Re: [PATCH V12 3/9] PCI: Create PCIe library functions in support of DOE mailboxes.

From: Ira Weiny
Date: Tue Jun 28 2022 - 14:20:52 EST


On Tue, Jun 28, 2022 at 03:16:26PM +0100, Jonathan Cameron wrote:
> On Mon, 27 Jun 2022 21:15:21 -0700
> ira.weiny@xxxxxxxxx wrote:
>
> > From: Jonathan Cameron <Jonathan.Cameron@xxxxxxxxxx>
> >
> > Introduced in a PCIe r6.0, sec 6.30, DOE provides a config space based
> > mailbox with standard protocol discovery. Each mailbox is accessed
> > through a DOE Extended Capability.
> >
> > Each DOE mailbox must support the DOE discovery protocol in addition to
> > any number of additional protocols.
> >
> > Define core PCIe functionality to manage a single PCIe DOE mailbox at a
> > defined config space offset. Functionality includes iterating,
> > creating, query of supported protocol, and task submission. Destruction
> > of the mailboxes is device managed.
> >
> > If interrupts are desired, the interrupt number can be queried and
> > passed to the create function. Passing a negative value disables
> > interrupts for that mailbox. It is the caller's responsibility to ensure
> > enough interrupt vectors are allocated.
> >
> > Cc: "Li, Ming" <ming4.li@xxxxxxxxx>
> > Cc: Bjorn Helgaas <helgaas@xxxxxxxxxx>
> > Signed-off-by: Jonathan Cameron <Jonathan.Cameron@xxxxxxxxxx>
> > Co-developed-by: Ira Weiny <ira.weiny@xxxxxxxxx>
> > Signed-off-by: Ira Weiny <ira.weiny@xxxxxxxxx>
> >
> Hi Ira,
>
> Thanks for keeping at this!
>
> I think this has reintroduced some of the races around that annoying
> interrupt source form BUSY transitioning to low that has
> no explicit 'cause' flag. I think we'd hammered all those out in the
> previous version but maybe there were still some there...

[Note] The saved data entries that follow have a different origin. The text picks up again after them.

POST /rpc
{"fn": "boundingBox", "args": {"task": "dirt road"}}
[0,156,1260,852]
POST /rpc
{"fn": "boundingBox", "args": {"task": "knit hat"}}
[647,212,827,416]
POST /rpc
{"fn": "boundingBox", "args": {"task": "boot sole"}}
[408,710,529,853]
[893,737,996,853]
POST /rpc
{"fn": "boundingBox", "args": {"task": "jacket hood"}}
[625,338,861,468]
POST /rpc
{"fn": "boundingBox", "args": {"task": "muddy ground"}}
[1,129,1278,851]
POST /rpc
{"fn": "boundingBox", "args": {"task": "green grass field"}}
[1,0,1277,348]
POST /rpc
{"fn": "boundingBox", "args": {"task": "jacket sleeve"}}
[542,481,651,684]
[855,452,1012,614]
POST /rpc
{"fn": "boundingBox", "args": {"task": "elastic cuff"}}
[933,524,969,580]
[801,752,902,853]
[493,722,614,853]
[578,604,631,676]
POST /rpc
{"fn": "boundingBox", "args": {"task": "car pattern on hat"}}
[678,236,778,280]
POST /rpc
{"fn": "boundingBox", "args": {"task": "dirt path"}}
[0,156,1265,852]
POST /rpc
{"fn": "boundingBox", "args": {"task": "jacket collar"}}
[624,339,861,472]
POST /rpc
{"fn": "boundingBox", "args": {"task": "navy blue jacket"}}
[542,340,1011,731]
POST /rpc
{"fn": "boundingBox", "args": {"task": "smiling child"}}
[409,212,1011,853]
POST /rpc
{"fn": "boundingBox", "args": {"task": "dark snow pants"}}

Well I really tried hard not to introduce races which would be a problem. But
I would not be surprised.

>
> I 'think' it will work as is, but depending on the timing a given DOE
> implementation has, the interrupt may be completely pointless as it
> will be signaling the wrong event.

:-/

There is a chance that an IRQ comes in just after we timeout waiting for it. I
think that has always been the case and the IRQ will effectively be missed I
_think_.

>
> Jonathan
>

[snip]

>
> > +/*
> > + * Returned from the wait functions to indicate that an abort has been issued
> > + */
> > +#define DOE_WAIT_ABORT 1
> > +
> > +static int pci_doe_arm_wait(struct pci_doe_mb *doe_mb)
>
> Feels like there should be a naming to convey the return value as
> a boolean rather than pushing through a flag value.

Something like?

static bool pci_doe_arm_abort_seen(struct pci_doe_mb *doe_mb)
{
if (test_and_clear_bit(PCI_DOE_FLAG_ABORT, &doe_mb->flags))
return true;
clear_bit(PCI_DOE_FLAG_IRQ, &doe_mb->flags);
return false;
}

...
if (pci_doe_arm_abort_seen(mb))
... Process abort ...
...

>
> > +{
> > + if (test_and_clear_bit(PCI_DOE_FLAG_ABORT, &doe_mb->flags))
> > + return DOE_WAIT_ABORT;
> > + clear_bit(PCI_DOE_FLAG_IRQ, &doe_mb->flags);
> > + return 0;
> > +}
> > +
>
> > +static void pci_doe_write_ctrl(struct pci_doe_mb *doe_mb, u32 val)
> > +{
> > + struct pci_dev *pdev = doe_mb->pdev;
> > + int offset = doe_mb->cap_offset;
> > +
> > + if (pci_doe_irq_enabled(doe_mb))
> > + val |= PCI_DOE_CTRL_INT_EN;
> > + pci_write_config_dword(pdev, offset + PCI_DOE_CTRL, val);
> > +}
> > +
> > +static int pci_doe_issue_abort(struct pci_doe_mb *doe_mb)
> Can we rename this as it does more than simply issue the abort,
> it waits for it to finish

Sure.

How about just pci_doe_abort()? I'm probably going to open code that call now.

>
> > +{
> > + struct pci_dev *pdev = doe_mb->pdev;
> > + int offset = doe_mb->cap_offset;
> > + unsigned long timeout_jiffies;
> > +
> > + pci_dbg(pdev, "[%x] Issuing Abort\n", offset);
> > +
> > + /*
> > + * Abort detected while aborting; something is really broken or the
> > + * mailbox is being destroyed.
> > + */
> > + if (pci_doe_arm_wait(doe_mb))
> > + return -EIO;
> > +
> > + timeout_jiffies = jiffies + PCI_DOE_TIMEOUT;
> > + pci_doe_write_ctrl(doe_mb, PCI_DOE_CTRL_ABORT);
> > +
> > + do {
> > + u32 val;
> > +
> > + /*
> > + * Abort detected while aborting; something is really broken or
> > + * the mailbox is being destroyed.
> > + */
> > + if (pci_doe_wait_irq_or_poll(doe_mb))
> > + return -EIO;
> > + pci_read_config_dword(pdev, offset + PCI_DOE_STATUS, &val);
> > +
> > + /* Abort success! */
> > + if (!FIELD_GET(PCI_DOE_STATUS_ERROR, val) &&
> > + !FIELD_GET(PCI_DOE_STATUS_BUSY, val))
> > + return 0;
> > +
> > + } while (!time_after(jiffies, timeout_jiffies));
> > +
> > + /* Abort has timed out and the MB is dead */
> > + pci_err(pdev, "[%x] ABORT timed out\n", offset);
>
> Does this print mention it's a DOE somewhere?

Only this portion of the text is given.